"Dari sejumlah negara ini (populasi terbesar), satu-satunya negara yang belum memiliki PLTN adalah Indonesia. Indonesia belum memutuskan untuk memiliki PLTN atau tidak," kata Kepala Perwakilan Thorcon Internasional untuk Indonesia, Bob S Effendi beberapa waktu lalu di Jakarta.
Ia mengatakan tujuh negara dengan populasi terbesar lainnya sudah memiliki PLTN. Terdiri dari Tiongkok, India, Amerika Serikat, Brazil, Pakistan, Rusia dan Jepang.
"Sementara dua lainnya, seperti Nigeria sudah memutuskan akan memiliki PLTN. Kemudian Bangladesh dalam tahap pembangunan PLTN," ujar dia.
Bob mendorong pemerintah RI untuk mempercepat pembangunan PLTN. Ia teringat pernyataan Presiden Joko Widodo (Jokowi) dalam Policy Brief No 1 Tahun 2016 Hal 2 Kementerian PPN/Bappenas pada 12 Januari 2016.
Kala itu, Presiden Jokowi mengatakan jika sumber energi nuklir diperlukan, maka harus segera disiapkan. Jokowi tak ingin sumber energi ini disia-siakan.
"Harus diputuskan. Tapi harus dihitung secara jelas," ujar Jokowi yang ditirukan Bob.
Menurut Bob, PLTN saat ini sangat diperlukan untuk menciptakan listrik murah dan terjangkau. Ia mengklaim melalui PLTN berpotensi dapat menurunkan tarif dasar listrik (TDL).
Selama ini, listrik murah dan terjangkau bagi rakyat serta industri sekadar jargon dan keinginan musiman. Namun faktanya sulit diwujudkan.
Bob menegaskan pihaknya siap membangun PLTN dengan jenis Thorium atau populer disebut Pembangkit Listrik Tenaga Thorium (PLTT). Pihaknya menjamin harga jual PLTT ini terjangkau.
Pihaknya menggandeng Pusat Penelitian dan Pengembangan Teknologi Ketenagalistrikan dan Energi Baru, Terbarukan dan Konservasi Energi (P3tek-KEBTKE) Kementerian Energi dan Sumber Daya Mineral (ESDM). Hal itu terkait kajian pengembangan dan impelementasi pembangkit listrik tenaga thorium di Indonesia.
"Hasilnya dapat disimpulkan bahwa Thorcon dapat menjual listrik dengan harga $0.069/kwh atau di bawah rata-rata BPP (biaya pokok produksi) listrik nasional sebesar $0.077/kwh," terang Bob.
Pula dari hasil kajian itu, tambah Bob, teknologi Thorcon dalam pembangunan PLTN jenis Thorium memberikan jaminan dari sisi aspek keamanan dan keselamatan.

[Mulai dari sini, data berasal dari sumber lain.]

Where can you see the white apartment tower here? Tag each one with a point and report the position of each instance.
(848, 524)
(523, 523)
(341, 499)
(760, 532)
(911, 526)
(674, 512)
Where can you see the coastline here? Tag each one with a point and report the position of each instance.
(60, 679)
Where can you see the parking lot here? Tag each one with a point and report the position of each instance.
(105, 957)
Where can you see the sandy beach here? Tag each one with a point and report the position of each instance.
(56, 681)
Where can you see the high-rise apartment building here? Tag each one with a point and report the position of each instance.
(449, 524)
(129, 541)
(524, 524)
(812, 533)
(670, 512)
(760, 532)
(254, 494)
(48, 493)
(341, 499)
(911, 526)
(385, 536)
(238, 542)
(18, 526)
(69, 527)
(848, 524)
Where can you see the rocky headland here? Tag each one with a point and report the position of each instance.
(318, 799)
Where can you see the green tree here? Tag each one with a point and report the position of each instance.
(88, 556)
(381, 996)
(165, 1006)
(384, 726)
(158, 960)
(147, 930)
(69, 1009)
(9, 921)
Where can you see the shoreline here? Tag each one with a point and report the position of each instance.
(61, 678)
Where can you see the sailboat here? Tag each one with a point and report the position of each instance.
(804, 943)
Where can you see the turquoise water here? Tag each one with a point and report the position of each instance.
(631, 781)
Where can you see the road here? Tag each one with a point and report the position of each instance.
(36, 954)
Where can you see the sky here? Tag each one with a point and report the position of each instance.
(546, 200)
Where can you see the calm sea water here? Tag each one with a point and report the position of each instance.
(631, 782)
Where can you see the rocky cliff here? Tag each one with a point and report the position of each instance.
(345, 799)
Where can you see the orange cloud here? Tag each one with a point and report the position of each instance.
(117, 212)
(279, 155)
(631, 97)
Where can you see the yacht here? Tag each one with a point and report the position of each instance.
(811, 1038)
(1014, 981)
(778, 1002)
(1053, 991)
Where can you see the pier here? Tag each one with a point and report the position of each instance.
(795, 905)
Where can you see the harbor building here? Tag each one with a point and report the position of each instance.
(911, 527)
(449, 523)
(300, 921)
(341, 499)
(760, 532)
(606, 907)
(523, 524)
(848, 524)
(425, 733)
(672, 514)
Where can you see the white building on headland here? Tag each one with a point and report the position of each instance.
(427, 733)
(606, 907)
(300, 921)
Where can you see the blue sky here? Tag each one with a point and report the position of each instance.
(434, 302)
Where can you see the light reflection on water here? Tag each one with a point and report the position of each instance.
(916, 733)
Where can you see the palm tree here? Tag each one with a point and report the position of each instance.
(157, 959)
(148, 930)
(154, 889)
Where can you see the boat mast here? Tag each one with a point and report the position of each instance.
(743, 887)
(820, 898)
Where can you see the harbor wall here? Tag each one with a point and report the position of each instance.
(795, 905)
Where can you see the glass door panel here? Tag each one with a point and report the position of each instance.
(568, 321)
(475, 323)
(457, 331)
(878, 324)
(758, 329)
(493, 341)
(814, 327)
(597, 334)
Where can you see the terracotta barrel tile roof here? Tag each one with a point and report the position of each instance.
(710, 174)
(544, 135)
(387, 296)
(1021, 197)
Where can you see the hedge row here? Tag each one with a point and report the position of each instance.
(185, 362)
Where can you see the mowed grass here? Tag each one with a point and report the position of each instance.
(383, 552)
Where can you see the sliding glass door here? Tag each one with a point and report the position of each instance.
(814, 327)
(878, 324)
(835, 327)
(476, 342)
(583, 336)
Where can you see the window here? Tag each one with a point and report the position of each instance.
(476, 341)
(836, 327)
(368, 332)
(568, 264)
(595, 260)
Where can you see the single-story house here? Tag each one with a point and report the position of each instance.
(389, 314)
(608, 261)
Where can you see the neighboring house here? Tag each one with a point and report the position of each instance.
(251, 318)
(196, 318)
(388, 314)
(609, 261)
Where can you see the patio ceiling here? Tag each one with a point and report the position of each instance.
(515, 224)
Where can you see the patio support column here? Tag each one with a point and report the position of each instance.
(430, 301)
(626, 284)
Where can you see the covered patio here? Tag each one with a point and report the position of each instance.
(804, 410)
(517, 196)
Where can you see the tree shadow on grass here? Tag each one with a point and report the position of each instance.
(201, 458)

Hal itu di antaranya lantaran reaktor bertekanan rendah, sistem keselamatan full pasive-tidak butuh listrik (anti-Fukushima), dan sistem keselamatan fool's proof (anti-Chernobyl).
"Selain itu sistem keamanan beroperasi setiap saat, margin to failure lebar > 700 derajat C (beroperasi pada temperature 700 derajat C dengan titik didih mencapai 1450 derajat C) grace period > 200 hari dan tidak ada cascading effect yang dapat breach multiple barrier," beber Bob.
Sebelumnya Bambang Brodjonegoro saat masih menjabat Menteri Riset dan Teknologi (Menristek)/Kepala Badan Riset dan Inovasi Nasional (BRIN) menilai Indonesia pasti akan menggunakan PLTN. Hal itu karena Indonesia sedang mengembangkan banyak industri yang memerlukan konsumsi listrik dalam daya tinggi, termasuk smelter yang digunakan industri untuk memurnikan logam.
"Di sinilah energi nuklir bisa masuk, menjawab kebutuhan listriknya dan biaya ekonomisnya,” kata Bambang seperti dilansir Media Indonesia pada Rabu 13 November 2019.